Oh, poor Miko! I'm so sorry you both are having to go through this. I'm still sending good wishes and positive thoughts for Miko's recovery.

It's completely outrageous that the dog walker won't pay for anymore vet bills. And to say that you made the whole situation worse by panicking? WTH? That's crazy! It's ridiculous that you have to pursue legal action in order for her to own up to her responsibilities. She absolutely deserves to be sued.


----------



## Karin (Jan 4, 2008)

Oh no! I'm so sorry to hear this! I hope the infection subsides soon and that he is on the road to recovery again. 

I cannot believe that the dog walker is trying to put the blame on you when YOU'RE the one who saw a potential problem, which she chose to ignore and it was the dogs that SHE was in charge of that attacked.


----------



## Kayla's Dad (Jul 2, 2007)

> Originally Posted By: Jax08This is a dog walker? As in paid to care for another person's animal? So where is the dog owner?

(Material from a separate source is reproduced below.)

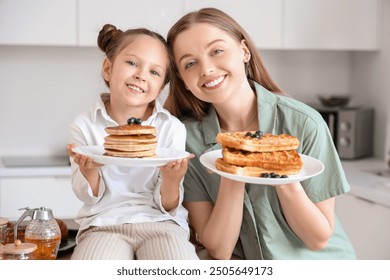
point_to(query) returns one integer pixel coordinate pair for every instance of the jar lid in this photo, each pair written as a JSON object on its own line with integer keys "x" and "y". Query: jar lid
{"x": 3, "y": 221}
{"x": 23, "y": 248}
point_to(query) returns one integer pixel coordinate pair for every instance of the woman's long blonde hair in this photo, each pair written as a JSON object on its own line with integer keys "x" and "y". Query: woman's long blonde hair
{"x": 180, "y": 101}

George might check with the local animal controls and services. 
<u>*S.F. Animal Control-Guidelines for Dog Walkers*</u> 

Whether she's listed with them or not, I would file a complaint (with pictures and witness statements) if you haven't already done so. They may even be able to give you some direction with how to go about this in San Francisco.


----------



## george1990 (Nov 24, 2008)

Okay guys, another update. Again, I appreciate everyone's input thus far.

Miko's at the vet again. He's sedated, and the vet will let me know after he's done with a few other appointments the recommended interventions.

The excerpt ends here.